Wednesday, May 16, 2012

{TOS Crew} Curriculum Choice

I sometimes longingly look at the "good old days" of homeschooling when homeschoolers only had about three places to purchase curriculum. It was either that or write their own. Why do you think we have so many choices now? Exactly! A lot of those pioneering homeschoolers also published their own curriculum. And we do thank you. Honest.

I want to preface this discussion with these words of wisdom...Be prepared to spend money on curriculum that does not work for your family. Be prepared to spend money on curriculum your children doesn't like and makes it harder for them to learn. Be prepared to spend money on curriculum you simply cannot teach to your children. Not many get it right the first time...or the second time...or the...well, you get the picture.

But where does that leave a newer homeschooler? Floundering at times so let me share some tips in picking out curriculum.

It's helpful to also look at various styles of homeschooling. This is slightly different than the learning styles I discussed yesterday. Here is a brief look at the most common.
  • "School-at-home" or textbook based. Typically this means that the basis of your teaching will look very similar to the public school setting. Textbooks are the basis for the learning. 
  • Classical education or the trivium. Learning is divided into three stages. The first four years are called the grammar stage, the next four years are considered the logic stage and the last four years are the rhetoric stage. Each stage builds upon the other. During the grammar stage the foundation of the education is laid. The logic stage is when the child begins to apply cause and effect to the facts previously learned. The final stage, rhetoric, is when the child takes all that has been previously learned and applies it.
  • Unit Study. In this method of learning, everything the student does revolves around a particular topic. All subjects are tied into the topic. For example, a popular unit study is called The Prairie Primer and it uses the Little House on the Prairie books.
  • Charlotte Mason. Charlotte Mason was an educator who lived in the late 1800s to early 1900s. She believed in teaching a child with "living books" and not "twaddle." She was a proponent of nature study, learning hymns, studying composers and artists, and teaching language arts through dictation. 
  • Eclectic. This is how I manage my homeschool. I use a bit of each of the above approaches and more.
Once you find a style or method of homeschooling that seems to fit with your educational philosophy, the next step is to pick out curriculum. I'm not going to list all the places you can buy curriculum. I'm sure at this point you have looked around a bit.   However, two of the better discount sites are CBD and Rainbow Resource. There are even two sites that I like to share about that are completely free and completely full curricula - just add an internet connection, a printer with ink, and paper and you're good to go: Ambleside Online (a Charlotte Mason based site) and An Old-Fashioned Education

Of course, I would be remiss if I didn't suggest you head over to the TOS Homeschool Crew blog. In the last four years a lot of curriculum has been reviewed. Check out what fellow homeschoolers have to say about curriculum you might be interested in. Check the column to the far right for a list of what's been reviewed over the years.

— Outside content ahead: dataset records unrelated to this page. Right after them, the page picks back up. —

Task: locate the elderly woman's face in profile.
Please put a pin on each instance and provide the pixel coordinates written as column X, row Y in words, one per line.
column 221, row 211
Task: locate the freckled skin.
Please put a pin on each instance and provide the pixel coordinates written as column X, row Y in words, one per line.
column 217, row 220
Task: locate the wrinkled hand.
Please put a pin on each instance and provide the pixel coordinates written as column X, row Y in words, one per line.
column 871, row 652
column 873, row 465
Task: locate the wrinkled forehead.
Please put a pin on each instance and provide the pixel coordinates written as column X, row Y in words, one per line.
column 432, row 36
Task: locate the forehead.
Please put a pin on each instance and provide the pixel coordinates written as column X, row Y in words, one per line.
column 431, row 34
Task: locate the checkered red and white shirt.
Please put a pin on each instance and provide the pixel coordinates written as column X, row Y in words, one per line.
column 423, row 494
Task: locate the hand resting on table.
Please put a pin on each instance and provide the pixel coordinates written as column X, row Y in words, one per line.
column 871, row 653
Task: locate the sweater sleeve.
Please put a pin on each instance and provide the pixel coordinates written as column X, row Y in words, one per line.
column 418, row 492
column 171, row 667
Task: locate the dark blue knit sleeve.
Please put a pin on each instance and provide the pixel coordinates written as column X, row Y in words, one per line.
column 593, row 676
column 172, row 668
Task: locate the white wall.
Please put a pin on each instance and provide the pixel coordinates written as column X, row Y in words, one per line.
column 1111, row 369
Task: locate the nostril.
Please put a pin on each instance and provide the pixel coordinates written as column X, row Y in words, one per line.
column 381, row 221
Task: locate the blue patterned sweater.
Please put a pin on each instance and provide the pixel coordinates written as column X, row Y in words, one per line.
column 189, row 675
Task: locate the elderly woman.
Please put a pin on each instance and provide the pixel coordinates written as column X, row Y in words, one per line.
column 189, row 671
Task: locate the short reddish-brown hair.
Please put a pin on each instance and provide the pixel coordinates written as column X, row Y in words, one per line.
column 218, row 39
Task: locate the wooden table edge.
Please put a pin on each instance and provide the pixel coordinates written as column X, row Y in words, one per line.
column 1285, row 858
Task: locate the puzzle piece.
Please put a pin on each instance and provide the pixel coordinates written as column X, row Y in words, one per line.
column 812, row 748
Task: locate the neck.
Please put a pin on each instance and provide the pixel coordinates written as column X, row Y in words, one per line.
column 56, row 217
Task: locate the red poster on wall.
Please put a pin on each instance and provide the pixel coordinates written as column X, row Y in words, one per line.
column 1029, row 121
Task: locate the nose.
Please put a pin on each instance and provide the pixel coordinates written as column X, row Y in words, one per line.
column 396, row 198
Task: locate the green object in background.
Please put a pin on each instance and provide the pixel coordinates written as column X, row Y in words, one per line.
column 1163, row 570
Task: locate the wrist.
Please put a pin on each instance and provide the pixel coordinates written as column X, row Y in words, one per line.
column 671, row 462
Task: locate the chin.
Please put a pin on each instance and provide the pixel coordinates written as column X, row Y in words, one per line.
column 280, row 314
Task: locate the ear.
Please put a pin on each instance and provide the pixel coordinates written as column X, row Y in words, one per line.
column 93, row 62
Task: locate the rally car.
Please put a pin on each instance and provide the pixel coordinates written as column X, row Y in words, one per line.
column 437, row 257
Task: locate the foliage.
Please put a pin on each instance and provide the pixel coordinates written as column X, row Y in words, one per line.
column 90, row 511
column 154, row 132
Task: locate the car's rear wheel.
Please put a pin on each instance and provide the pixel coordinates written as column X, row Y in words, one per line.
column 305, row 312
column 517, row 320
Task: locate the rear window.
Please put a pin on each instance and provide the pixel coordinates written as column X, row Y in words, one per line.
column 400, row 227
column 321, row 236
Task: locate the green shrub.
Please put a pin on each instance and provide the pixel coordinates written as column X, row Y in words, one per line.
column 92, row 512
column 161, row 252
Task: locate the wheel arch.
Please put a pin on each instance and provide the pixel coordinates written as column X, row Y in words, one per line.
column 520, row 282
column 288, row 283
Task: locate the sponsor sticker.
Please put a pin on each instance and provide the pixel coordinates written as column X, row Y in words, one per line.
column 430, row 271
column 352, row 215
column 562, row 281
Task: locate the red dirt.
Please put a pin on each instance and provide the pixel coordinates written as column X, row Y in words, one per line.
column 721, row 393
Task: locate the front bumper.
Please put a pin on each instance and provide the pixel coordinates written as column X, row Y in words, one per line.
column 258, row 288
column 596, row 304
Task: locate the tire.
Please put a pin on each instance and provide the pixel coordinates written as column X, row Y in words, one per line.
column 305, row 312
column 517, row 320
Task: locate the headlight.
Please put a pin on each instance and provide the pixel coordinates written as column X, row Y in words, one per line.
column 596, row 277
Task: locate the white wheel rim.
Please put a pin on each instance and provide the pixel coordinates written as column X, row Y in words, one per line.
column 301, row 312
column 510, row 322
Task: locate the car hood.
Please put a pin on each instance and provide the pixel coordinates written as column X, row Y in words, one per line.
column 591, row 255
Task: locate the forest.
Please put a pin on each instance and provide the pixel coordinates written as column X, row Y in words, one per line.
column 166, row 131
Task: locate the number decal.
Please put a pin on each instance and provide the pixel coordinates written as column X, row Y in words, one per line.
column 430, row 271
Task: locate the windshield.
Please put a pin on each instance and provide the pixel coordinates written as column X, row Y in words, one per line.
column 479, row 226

Many homeschoolers worry that they aren't meeting state standards. In my case, there are no state standards. The state of Maine allows each district to determine the standards for that particular district so they can vary widely. I typically will point new homeschoolers who ask to the World Book Typical Course of Study. In my opinion this should only be used as a guide!

Needless to say the amount of information out there can be overwhelming at times. Remember why you chose this path, pray, and let the Lord lead you to the curriculum that will best fit you and your family. And most of all...enjoy this time with your children.